By the time Mama got home, I was sitting in front of the fire, wrapped in a granny-square afghan, and shivering. Mama took one look at me and lit the gas for a kettle of water. She put her lips to my forehead; that was how she could tell I had a fever. “What's happened today, baby?”
“I just haven't been feeling very well.”
“Something happened at school?”
“No, Mama. Mr. Moran thought I looked peaked, so he sent me home.” Mama put her arm around me under the afghan until the teakettle began to whistle. I drifted off to sleep while she made the cinnamon tea; it was the hot vapors that woke me up as she settled back beside me.
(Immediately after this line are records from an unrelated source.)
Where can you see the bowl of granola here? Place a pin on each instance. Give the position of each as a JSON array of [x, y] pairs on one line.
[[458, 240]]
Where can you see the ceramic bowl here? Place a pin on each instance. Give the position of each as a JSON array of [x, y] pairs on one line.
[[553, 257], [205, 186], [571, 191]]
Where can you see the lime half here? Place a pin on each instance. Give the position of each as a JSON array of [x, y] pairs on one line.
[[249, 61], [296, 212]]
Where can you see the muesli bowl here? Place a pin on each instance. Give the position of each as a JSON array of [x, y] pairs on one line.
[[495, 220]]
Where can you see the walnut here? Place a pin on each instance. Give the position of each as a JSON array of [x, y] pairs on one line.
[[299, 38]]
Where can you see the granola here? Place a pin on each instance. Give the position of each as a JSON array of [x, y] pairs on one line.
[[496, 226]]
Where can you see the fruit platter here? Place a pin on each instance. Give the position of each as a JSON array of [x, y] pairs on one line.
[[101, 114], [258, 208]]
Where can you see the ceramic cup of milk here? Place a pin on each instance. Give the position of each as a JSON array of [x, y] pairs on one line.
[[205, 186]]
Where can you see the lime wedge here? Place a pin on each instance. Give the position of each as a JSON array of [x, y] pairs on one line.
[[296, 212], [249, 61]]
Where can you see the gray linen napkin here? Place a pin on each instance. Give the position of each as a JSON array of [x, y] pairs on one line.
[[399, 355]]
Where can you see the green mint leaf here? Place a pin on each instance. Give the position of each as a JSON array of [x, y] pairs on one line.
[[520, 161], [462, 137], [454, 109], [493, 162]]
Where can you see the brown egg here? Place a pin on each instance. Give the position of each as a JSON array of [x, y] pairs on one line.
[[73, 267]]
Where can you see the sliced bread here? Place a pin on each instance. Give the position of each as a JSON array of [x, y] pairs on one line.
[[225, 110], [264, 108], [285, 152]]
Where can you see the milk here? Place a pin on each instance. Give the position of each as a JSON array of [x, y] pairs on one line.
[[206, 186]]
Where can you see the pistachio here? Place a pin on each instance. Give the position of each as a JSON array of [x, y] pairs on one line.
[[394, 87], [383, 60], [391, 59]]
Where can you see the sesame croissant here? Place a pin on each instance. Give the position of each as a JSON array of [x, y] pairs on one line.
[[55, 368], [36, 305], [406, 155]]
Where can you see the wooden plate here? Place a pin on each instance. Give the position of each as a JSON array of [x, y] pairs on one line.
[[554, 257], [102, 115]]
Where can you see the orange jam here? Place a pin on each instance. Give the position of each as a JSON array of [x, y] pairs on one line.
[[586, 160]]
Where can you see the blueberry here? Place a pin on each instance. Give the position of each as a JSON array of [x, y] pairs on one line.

“Drink your tea, baby, and we'll talk.” Mama's cup tinkled daintily, while mine seemed to clunk onto the saucer. I didn't feel like I had much control in my fingers. Pretty soon Mama took the cup and saucer out of my hands. “You lay down here on a pallet in front of the fire, baby,” she crooned, spreading a quilt on the floor for me. “I'll give Brother James a call and see if we can't get him over here before the men come home.” She pulled a soft cushion from the couch, and my head sank into it. Mama sat beside me, with her back up against the brick fireplace, reading the
Book in Gold Leaf
. Everyone else but us called it the Bible, Old Testament and New, but we found such beauty in the book that all our copies were in gold leaf, to mirror the treasure within the pages.
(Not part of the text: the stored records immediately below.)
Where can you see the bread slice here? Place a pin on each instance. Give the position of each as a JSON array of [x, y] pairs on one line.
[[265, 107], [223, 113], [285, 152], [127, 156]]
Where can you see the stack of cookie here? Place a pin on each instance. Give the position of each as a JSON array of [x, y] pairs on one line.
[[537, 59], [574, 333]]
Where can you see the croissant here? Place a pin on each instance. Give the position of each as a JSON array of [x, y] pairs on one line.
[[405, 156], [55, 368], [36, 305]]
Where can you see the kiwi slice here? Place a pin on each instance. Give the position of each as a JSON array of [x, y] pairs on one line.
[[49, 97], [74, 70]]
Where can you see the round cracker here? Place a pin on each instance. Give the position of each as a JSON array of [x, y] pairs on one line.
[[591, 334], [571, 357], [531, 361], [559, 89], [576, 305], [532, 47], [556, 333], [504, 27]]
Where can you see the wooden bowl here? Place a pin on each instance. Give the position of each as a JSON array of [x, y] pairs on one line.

I heard the pages gently slap together as Mama looked for certain passages. I dozed and dreamed. I whirled through space, no, through a huge wooden room, spinning like a dervish, my hair flying behind me. Whirling, twirling, spinning, my skirt whipping around my legsâI was dancing! I awoke with a start, ashamed. Imagine, dancing. But then I was doubly ashamed to realize that it wasn't the wicked dream that woke me, but the telephone.
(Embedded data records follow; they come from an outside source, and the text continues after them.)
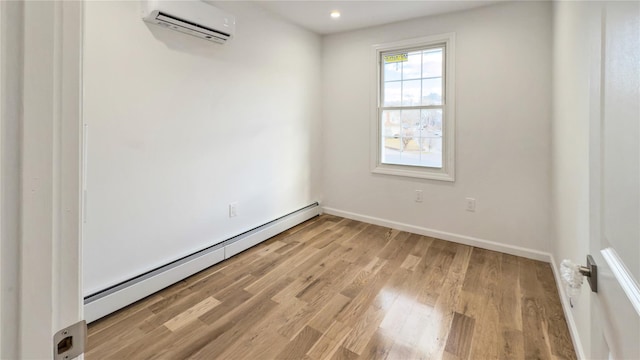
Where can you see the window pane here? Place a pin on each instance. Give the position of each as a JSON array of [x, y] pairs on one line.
[[392, 93], [432, 91], [411, 93], [432, 63], [412, 68], [393, 71], [391, 123], [431, 137]]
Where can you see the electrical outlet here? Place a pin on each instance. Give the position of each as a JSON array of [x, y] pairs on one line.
[[233, 209], [471, 204]]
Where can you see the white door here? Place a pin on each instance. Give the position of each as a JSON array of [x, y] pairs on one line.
[[615, 180], [49, 283]]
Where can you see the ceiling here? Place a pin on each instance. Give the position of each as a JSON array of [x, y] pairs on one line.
[[358, 14]]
Mama knelt beside me. “Baby, it's some boy from your English class. Says he has to see you today.” Mama's voice was dry and disapproving.
I stumbled to the phone. “Hello?”
“Are you okay?” asked Adam Bergen.
“Oh, sure. I slept a while, and I'm feeling much better,” I said.
“Well, Mrs. Loomis says we have to get together with our poetry partners before tomorrow, and I thought maybe we should, because you're probably worried about your grade in there.”
“Aren't you?”
“In English? Are you kidding?”
He didn't know me well enough to know that I was never kidding. “What do you want to do?”
“I could come over.” He said it, but it didn't sound like he meant it.
I considered the possibility for just a moment. “Hold on. Mama,” I whispered, “what time is Brother James coming over?”
“I haven't called him yet. You were sleeping so peacefully, I thought there'd be no need to bother him.”